Four years ago I planted 50 baby hellebores on the north side of our greenhouses. It’s the perfect shady spot, protected from harsh wind and temperature extremes. Hellebores thrive in deep shade, planted into freely draining soil, rich in organic matter.
Each winter, before the flowers emerge I spread a thick layer of compost around the plants as an amendment. It also doubles as mulch, keeping weeds down for the remainder of the year. When new growth starts to emerge in mid winter, I go through and remove all of the tattered, ugly leaves so that floral display is more visible.
After patiently waiting for them to establish and flower in abundance, this year they’ve finally hit their stride. As soon as the first flowers opened last month I realized how badly I wanted to expand the collection, so I contacted good ole Barry Glick ( aka the Hellebore King ) at Sunshine Farm & Gardens and placed an order for 250 more plants. They’ll be arriving in a few weeks and I can’t wait to get them in the ground!
The number one question I get asked by flower lovers and designers, is how to get their cut stems to last longer in the vase. Have you ever cut a handful of near perfect blossoms, brought them inside where they looked amazing, only to find them completely wilted and dead the next morning? Yeah, it’s happened to me too! Nothing is more frustrating.
Well, here’s the magic secret for getting your cut hellebores to last in the vase. It’s all about practicing patience and harvesting them at the proper stage. I know this is hard! Trust me, I’ve broken this rule a lot, but every time I have, the beautiful flowers rarely last more than 24hrs. If you can just wait a little longer you be handsomely rewarded with long lasting cuts.
The key to telling a ripe hellebore from an unripe one is by checking the center of the flower. You’re looking for blooms that have dropped their stamens and started to produce seed pods. The more developed the seed pod, the longer the flower will hold.
You see the blossoms on the left side of the photo above? Those guys are “ripe” and the flowers on the right aren’t. I know, the ones on the right are prettier, but don’t be fooled, they won’t last like you think the will. The next two images show more examples of blooms at the proper stage for cutting.
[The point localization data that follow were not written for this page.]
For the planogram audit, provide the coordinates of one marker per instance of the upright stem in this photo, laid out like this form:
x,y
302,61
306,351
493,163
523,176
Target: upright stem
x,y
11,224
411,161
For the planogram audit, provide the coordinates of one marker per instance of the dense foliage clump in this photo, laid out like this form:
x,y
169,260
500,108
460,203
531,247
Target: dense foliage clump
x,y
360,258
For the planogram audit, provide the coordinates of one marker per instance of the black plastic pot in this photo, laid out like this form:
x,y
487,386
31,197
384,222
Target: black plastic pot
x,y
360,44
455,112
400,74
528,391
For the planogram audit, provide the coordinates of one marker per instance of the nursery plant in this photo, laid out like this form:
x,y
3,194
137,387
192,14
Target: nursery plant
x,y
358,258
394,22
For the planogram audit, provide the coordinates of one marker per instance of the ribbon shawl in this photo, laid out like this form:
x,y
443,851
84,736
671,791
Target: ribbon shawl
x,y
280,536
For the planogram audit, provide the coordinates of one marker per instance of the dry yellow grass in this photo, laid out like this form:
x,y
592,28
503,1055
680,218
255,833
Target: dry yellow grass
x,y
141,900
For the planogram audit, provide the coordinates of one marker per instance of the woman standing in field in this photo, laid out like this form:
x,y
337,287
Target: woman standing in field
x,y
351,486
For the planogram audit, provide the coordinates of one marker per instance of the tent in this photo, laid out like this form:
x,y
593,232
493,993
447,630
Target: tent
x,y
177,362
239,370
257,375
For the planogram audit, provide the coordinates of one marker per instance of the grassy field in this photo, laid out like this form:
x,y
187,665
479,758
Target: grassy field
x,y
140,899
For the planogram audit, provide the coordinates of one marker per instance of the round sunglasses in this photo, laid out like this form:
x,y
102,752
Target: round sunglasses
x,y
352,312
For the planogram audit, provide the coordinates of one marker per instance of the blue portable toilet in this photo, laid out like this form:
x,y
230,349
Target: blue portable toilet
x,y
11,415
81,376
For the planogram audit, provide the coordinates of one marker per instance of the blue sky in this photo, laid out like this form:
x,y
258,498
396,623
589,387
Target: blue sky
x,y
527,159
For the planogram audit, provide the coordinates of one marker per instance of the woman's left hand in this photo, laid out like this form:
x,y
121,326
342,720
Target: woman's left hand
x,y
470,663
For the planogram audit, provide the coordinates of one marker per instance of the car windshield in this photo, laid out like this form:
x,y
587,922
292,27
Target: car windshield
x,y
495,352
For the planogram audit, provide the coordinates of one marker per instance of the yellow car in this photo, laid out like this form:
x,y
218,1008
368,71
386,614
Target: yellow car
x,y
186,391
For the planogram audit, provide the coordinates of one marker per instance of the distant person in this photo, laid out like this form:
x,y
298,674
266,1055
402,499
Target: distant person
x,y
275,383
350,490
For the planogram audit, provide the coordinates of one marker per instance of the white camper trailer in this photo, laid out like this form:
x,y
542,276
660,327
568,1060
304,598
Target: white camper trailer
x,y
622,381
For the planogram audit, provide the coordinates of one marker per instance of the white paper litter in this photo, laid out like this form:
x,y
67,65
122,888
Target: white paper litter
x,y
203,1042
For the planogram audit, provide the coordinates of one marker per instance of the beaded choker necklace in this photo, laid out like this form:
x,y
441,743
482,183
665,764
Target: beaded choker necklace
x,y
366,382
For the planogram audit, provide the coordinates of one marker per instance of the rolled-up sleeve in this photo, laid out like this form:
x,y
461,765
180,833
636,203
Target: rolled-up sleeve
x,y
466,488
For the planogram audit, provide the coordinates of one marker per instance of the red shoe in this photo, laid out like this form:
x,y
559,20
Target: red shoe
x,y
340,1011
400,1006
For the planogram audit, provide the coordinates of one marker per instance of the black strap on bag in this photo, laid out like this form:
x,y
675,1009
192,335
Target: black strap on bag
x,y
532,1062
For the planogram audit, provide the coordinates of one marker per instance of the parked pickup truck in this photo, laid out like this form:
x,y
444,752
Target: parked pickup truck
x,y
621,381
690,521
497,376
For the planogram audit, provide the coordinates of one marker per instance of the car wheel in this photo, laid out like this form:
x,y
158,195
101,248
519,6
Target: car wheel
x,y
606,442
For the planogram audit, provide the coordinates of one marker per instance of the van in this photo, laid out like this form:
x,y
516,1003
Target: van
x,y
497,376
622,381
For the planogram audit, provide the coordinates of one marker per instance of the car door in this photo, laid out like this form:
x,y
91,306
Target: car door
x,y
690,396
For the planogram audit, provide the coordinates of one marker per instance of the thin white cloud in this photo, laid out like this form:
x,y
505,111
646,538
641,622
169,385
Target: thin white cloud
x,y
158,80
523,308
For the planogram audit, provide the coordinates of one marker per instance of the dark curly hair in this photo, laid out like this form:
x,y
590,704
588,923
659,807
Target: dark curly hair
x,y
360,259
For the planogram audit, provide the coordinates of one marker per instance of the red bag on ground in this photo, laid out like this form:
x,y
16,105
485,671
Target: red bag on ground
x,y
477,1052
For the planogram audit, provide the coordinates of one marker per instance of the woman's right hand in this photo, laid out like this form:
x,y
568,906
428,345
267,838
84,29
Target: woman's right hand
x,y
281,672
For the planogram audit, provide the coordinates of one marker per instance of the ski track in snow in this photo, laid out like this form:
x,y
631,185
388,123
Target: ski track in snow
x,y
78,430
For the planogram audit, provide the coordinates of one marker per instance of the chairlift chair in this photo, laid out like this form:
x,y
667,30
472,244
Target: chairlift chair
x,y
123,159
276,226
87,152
I’ve heard from so many florists that the cut stems they get from their wholesalers are almost always unripe. Many have reported that they’ve had the flowers crash more often than not, and no longer want to use them in arrangements because they are too nervous.
I’m testing out some different post harvest methods for young blooms including: Quick Dip, hydrating solution, submerging freshly cut stems in cold water, searing the stem ends with flame and boiling water. Hopefully one or more of these will to help to prolong and revive young blooms, when ripe ones aren’t available.
I’d sure love to hear your experience with this flower!
Do you have any special tips or tricks that you use to lengthen the vase life? Do you have a favorite variety in your garden I should be adding to my Sunshine Farm & Gardens order? Are you already a member of The Hellebore Appreciation Society or do you laugh at your crazy gardener friends too?